Les plus grands fonds spéculatifs de Wall Street se sont débarrassés d'une part importante de leurs sept participations technologiques phares au cours du troisième trimestre 2025, réduisant leurs positions dans Nvidia, Amazon, Alphabet et Meta, comme le montrent de nouveaux documents réglementaires publiés vendredi.
Ce repli est survenu au moment même où les marchés prenaient de l'élan, le S&P 500 progressant de près de 8 % et le Nasdaq 100 d'environ 9 %, alimentés en partie par la baisse des rendements obligataires après que les anticipations de baisse des taux aient fait chuter les rendements des bons du Trésor à 10 ans d'environ sept points de base.
Les données proviennent des déclarations obligatoires 13-F, et les rapports tracles changements d'investissement jusqu'au 30 septembre.
Les dernières transactions ont révélé l'agressivité de certains des plus grands gestionnaires d'actifs dans la réduction des risques liés aux géants de la tech. Il ne s'agissait pas seulement des entreprises suivies quotidiennement sur CNBC : les fonds spéculatifs ont également réduit leurs positions dans les secteurs de la santé et de l'énergie.

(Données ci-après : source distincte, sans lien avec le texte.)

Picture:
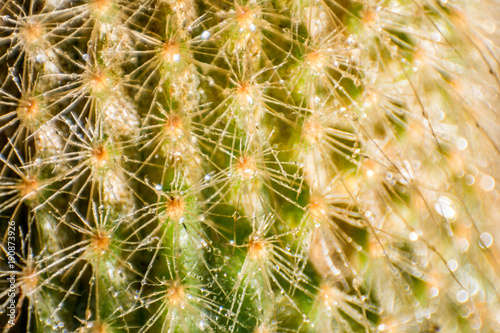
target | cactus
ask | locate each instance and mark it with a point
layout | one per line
(249, 166)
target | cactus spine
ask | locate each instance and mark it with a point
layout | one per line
(249, 166)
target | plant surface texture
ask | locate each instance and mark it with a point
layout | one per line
(249, 166)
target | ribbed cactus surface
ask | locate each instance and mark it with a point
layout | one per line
(249, 166)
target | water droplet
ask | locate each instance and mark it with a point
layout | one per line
(445, 208)
(486, 240)
(41, 58)
(470, 180)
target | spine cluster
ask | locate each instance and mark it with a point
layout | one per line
(249, 166)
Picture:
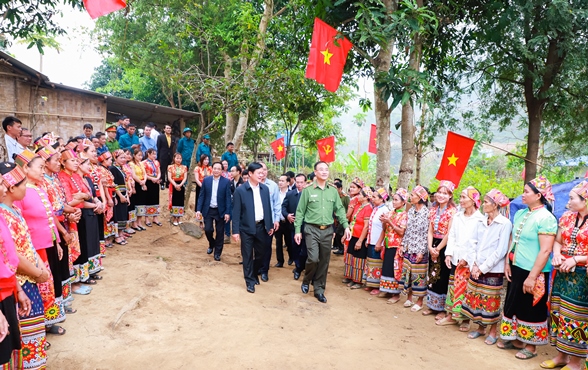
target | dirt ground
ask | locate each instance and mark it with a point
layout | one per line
(165, 304)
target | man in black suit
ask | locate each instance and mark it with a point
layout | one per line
(253, 223)
(214, 205)
(289, 205)
(166, 147)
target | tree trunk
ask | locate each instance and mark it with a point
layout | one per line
(249, 67)
(407, 127)
(382, 66)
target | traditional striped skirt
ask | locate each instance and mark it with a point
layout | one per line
(569, 313)
(373, 268)
(458, 282)
(521, 320)
(391, 272)
(354, 263)
(33, 354)
(481, 302)
(414, 275)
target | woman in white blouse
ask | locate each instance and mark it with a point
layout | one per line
(461, 231)
(489, 246)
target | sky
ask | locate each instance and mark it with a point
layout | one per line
(75, 63)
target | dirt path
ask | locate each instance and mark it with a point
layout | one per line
(165, 304)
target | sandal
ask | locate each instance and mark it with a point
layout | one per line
(55, 329)
(525, 354)
(490, 340)
(475, 334)
(550, 364)
(70, 309)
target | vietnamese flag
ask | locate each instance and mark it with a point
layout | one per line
(279, 148)
(373, 145)
(326, 149)
(455, 159)
(327, 56)
(98, 8)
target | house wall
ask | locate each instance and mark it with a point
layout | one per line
(46, 109)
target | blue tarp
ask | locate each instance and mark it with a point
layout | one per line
(561, 192)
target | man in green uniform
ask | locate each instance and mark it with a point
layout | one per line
(318, 202)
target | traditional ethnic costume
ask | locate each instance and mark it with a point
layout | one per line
(438, 277)
(569, 295)
(176, 197)
(32, 354)
(355, 259)
(414, 242)
(525, 315)
(152, 168)
(487, 251)
(393, 256)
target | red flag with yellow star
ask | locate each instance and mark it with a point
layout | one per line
(455, 159)
(373, 147)
(326, 149)
(328, 54)
(279, 148)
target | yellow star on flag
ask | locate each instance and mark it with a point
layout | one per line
(452, 160)
(327, 56)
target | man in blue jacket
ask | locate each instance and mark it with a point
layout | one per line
(186, 147)
(204, 148)
(214, 205)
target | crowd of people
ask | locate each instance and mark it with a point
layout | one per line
(64, 203)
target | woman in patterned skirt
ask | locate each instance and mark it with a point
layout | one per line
(569, 303)
(438, 278)
(375, 241)
(414, 245)
(30, 272)
(395, 224)
(458, 243)
(485, 258)
(524, 318)
(177, 175)
(153, 171)
(356, 248)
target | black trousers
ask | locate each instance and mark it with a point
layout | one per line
(252, 249)
(215, 221)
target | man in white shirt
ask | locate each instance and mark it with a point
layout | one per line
(12, 128)
(214, 206)
(283, 234)
(276, 204)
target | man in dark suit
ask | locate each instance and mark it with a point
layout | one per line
(214, 206)
(253, 223)
(289, 205)
(166, 147)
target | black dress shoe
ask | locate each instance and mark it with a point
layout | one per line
(321, 297)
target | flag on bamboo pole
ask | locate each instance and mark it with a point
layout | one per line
(455, 158)
(327, 57)
(326, 149)
(98, 8)
(279, 148)
(373, 146)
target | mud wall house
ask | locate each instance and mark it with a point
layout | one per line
(45, 106)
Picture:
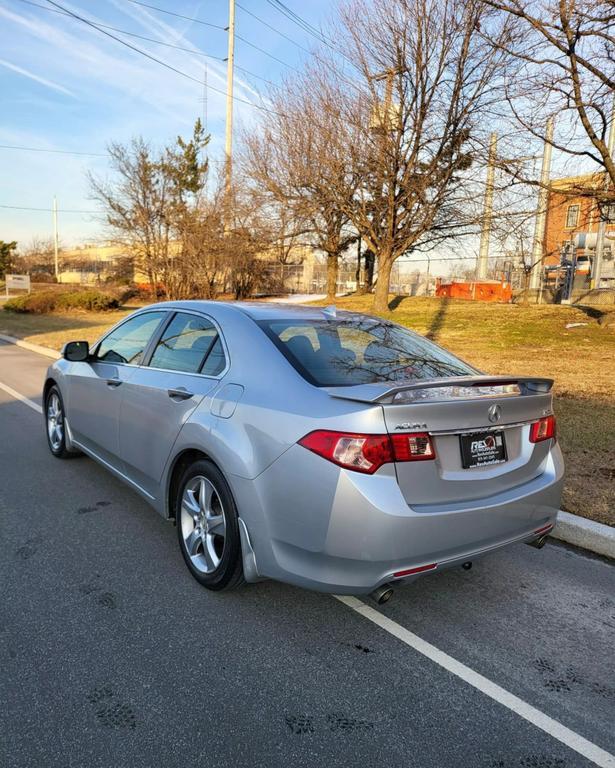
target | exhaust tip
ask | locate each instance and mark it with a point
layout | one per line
(382, 594)
(539, 542)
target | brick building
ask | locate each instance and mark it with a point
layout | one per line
(574, 218)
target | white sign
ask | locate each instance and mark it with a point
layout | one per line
(20, 282)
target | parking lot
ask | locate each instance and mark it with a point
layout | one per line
(112, 655)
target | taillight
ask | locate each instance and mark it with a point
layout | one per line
(367, 453)
(543, 429)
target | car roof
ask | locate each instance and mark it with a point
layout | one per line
(260, 310)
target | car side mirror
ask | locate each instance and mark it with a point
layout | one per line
(76, 351)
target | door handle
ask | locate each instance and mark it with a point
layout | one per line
(180, 393)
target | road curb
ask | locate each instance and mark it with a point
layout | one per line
(586, 534)
(47, 351)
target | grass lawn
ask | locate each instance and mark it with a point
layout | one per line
(496, 338)
(53, 330)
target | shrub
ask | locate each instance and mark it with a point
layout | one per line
(37, 303)
(61, 301)
(92, 301)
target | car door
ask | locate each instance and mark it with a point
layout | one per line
(184, 366)
(96, 386)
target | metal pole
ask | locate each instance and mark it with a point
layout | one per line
(228, 148)
(485, 233)
(541, 210)
(55, 240)
(602, 225)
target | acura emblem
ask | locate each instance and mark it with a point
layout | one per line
(494, 413)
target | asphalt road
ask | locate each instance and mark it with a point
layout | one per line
(112, 655)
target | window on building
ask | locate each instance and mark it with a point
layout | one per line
(572, 216)
(608, 213)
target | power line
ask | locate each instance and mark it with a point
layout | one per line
(178, 15)
(262, 50)
(56, 151)
(47, 210)
(154, 58)
(274, 29)
(130, 34)
(194, 51)
(198, 21)
(300, 22)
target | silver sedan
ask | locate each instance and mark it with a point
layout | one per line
(327, 449)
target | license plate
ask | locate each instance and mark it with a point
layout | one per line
(482, 448)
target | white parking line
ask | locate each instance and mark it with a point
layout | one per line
(547, 724)
(18, 396)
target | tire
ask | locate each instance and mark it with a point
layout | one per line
(55, 417)
(208, 528)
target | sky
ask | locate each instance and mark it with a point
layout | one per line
(66, 86)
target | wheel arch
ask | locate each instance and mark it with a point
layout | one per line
(178, 466)
(49, 382)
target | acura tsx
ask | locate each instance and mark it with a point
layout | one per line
(327, 449)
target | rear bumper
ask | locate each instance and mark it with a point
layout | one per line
(317, 526)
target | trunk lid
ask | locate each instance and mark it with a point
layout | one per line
(449, 409)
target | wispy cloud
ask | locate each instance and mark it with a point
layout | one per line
(37, 78)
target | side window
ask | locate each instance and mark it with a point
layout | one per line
(127, 343)
(187, 344)
(215, 362)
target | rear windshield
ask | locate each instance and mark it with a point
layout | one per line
(343, 352)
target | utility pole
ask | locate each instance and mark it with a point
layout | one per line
(485, 232)
(55, 240)
(541, 211)
(228, 149)
(602, 225)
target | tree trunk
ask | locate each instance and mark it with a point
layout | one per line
(370, 261)
(381, 294)
(332, 264)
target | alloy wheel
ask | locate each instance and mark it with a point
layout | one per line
(203, 524)
(55, 422)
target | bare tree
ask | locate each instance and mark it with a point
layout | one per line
(291, 159)
(409, 119)
(150, 204)
(565, 57)
(38, 257)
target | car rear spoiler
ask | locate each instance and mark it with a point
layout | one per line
(384, 393)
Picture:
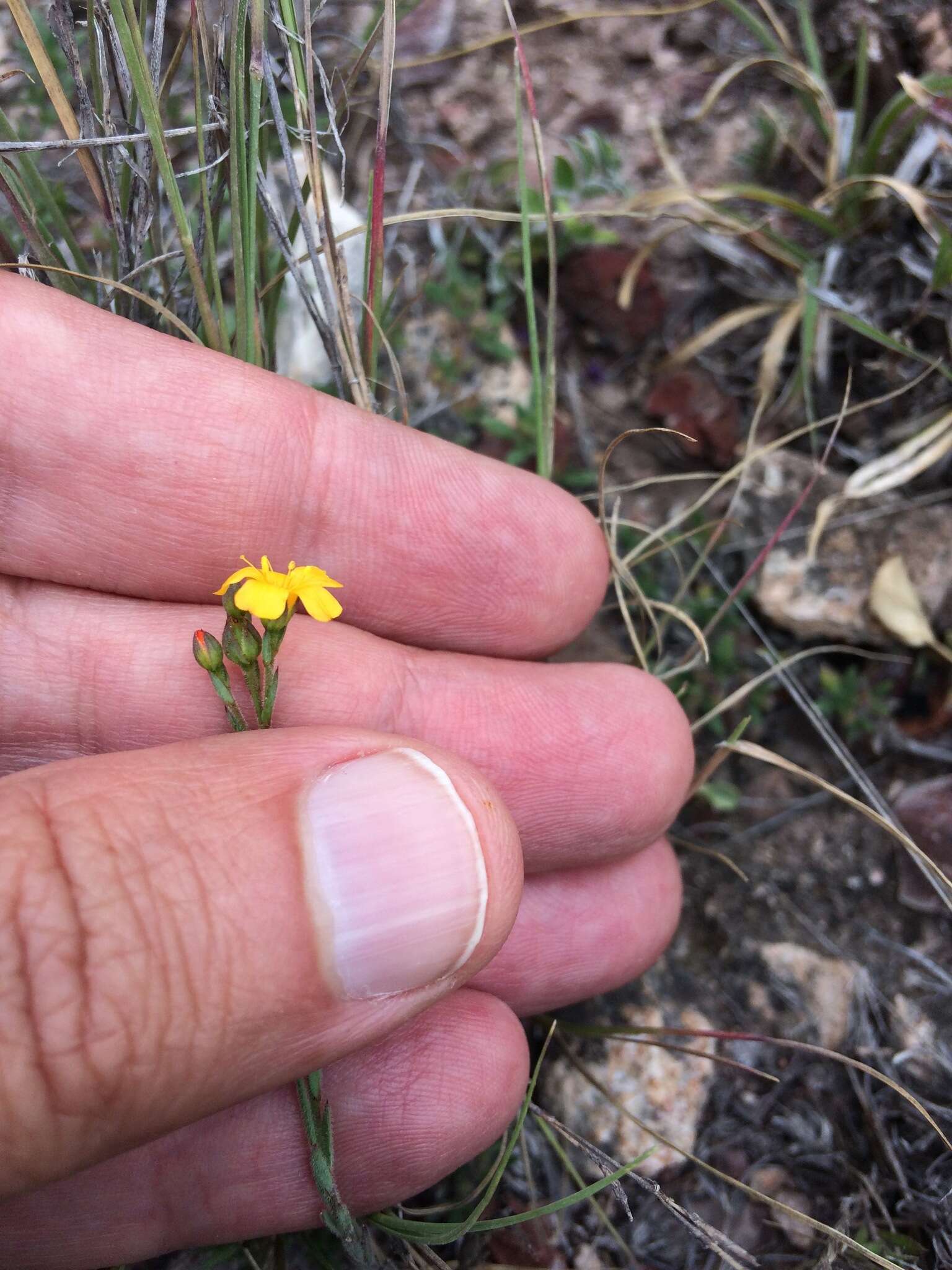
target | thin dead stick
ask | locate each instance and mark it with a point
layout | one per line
(97, 143)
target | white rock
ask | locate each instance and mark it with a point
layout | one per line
(826, 985)
(660, 1088)
(300, 350)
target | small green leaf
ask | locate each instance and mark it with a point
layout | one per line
(942, 270)
(564, 174)
(720, 796)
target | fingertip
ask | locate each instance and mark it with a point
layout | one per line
(651, 751)
(573, 577)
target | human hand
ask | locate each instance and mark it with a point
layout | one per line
(167, 963)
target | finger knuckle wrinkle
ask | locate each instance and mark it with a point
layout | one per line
(69, 1034)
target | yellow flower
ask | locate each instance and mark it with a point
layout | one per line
(267, 593)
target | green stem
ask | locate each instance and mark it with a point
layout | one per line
(253, 678)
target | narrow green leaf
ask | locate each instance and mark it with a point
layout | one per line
(808, 337)
(942, 270)
(863, 328)
(808, 36)
(138, 64)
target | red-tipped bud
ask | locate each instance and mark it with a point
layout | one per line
(207, 652)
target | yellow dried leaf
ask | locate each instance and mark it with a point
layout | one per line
(895, 602)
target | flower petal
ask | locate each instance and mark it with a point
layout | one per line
(262, 600)
(236, 577)
(309, 575)
(320, 603)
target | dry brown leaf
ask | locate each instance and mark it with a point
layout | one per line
(895, 602)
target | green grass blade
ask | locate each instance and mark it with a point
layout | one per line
(808, 37)
(537, 406)
(861, 97)
(776, 198)
(808, 337)
(238, 172)
(152, 120)
(889, 116)
(863, 328)
(754, 24)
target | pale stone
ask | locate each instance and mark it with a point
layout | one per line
(826, 985)
(663, 1089)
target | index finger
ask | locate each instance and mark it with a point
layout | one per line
(136, 464)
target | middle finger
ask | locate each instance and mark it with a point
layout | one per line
(592, 760)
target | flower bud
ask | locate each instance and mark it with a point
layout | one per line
(231, 609)
(242, 643)
(207, 652)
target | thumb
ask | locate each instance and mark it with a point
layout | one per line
(186, 928)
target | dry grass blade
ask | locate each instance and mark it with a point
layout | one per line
(831, 1232)
(51, 83)
(895, 602)
(111, 283)
(792, 73)
(752, 685)
(621, 573)
(782, 1042)
(941, 883)
(630, 278)
(375, 255)
(724, 326)
(531, 29)
(687, 845)
(889, 471)
(904, 463)
(914, 198)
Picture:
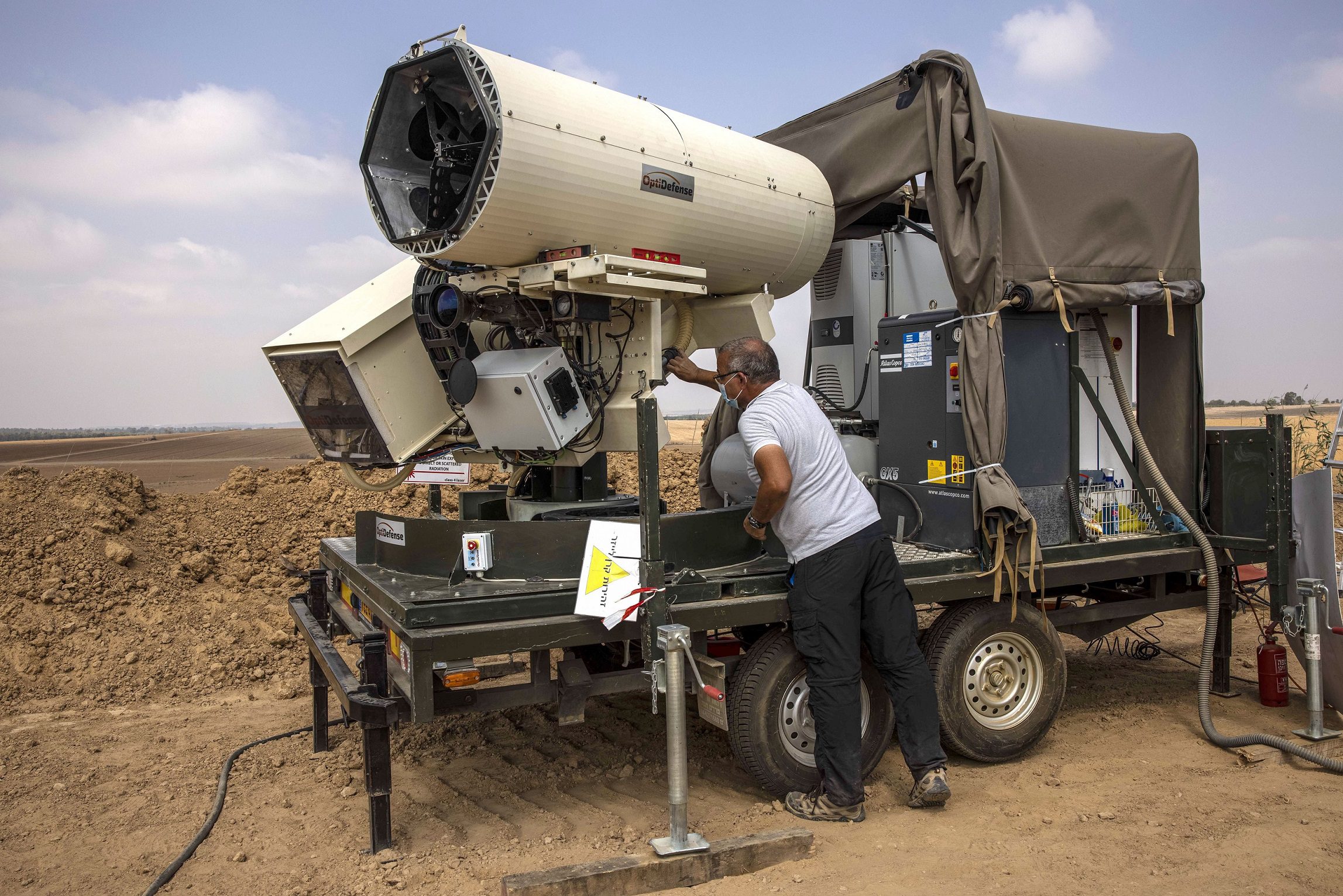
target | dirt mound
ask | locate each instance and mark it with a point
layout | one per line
(111, 592)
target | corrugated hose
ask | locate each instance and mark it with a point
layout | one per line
(1205, 667)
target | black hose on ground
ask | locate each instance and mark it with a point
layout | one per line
(214, 813)
(1172, 502)
(870, 481)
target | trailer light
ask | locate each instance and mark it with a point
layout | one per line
(653, 256)
(460, 678)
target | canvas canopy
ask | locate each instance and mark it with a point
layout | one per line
(1041, 214)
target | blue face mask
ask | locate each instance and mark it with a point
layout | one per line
(731, 402)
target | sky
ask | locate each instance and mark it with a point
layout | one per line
(179, 180)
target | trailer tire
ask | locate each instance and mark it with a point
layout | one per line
(999, 681)
(759, 713)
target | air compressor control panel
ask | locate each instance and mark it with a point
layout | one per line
(477, 551)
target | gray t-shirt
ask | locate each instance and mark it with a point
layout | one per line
(826, 503)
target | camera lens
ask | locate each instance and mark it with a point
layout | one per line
(444, 307)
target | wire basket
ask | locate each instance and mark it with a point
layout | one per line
(1111, 512)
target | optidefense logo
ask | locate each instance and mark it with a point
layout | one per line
(390, 531)
(657, 180)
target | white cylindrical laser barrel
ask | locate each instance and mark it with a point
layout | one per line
(483, 159)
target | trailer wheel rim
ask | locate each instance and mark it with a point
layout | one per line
(797, 726)
(1002, 681)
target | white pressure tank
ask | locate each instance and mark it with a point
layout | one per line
(483, 159)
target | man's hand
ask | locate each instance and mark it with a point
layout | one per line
(689, 371)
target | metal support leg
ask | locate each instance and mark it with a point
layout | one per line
(378, 747)
(317, 603)
(1313, 595)
(652, 572)
(675, 640)
(378, 784)
(320, 720)
(1222, 647)
(1279, 523)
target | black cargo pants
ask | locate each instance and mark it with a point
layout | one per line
(840, 599)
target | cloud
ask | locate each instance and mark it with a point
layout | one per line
(34, 239)
(1052, 44)
(325, 272)
(1264, 296)
(211, 148)
(571, 62)
(1321, 80)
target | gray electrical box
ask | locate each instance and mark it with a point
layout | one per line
(525, 401)
(860, 283)
(923, 435)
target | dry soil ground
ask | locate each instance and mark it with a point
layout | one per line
(124, 681)
(170, 462)
(199, 461)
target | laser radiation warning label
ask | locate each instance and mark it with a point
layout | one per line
(918, 348)
(610, 571)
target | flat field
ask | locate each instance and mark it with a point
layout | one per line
(170, 462)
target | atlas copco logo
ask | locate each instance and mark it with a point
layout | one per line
(664, 182)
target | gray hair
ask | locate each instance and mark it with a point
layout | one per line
(754, 358)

Cette décision faisait suite à un deuxième trimestre marqué par un afflux massif d'entreprises dans le secteur de l'intelligence artificielle. Mais une fois l' engouement pour l'IA retombéet les valorisations gonflées avoir commencé à baisser, les dirigeants ont opéré un net repli et réorienté leurs capitaux vers des secteurs tels que les logiciels d'application, le commerce électronique et les paiements.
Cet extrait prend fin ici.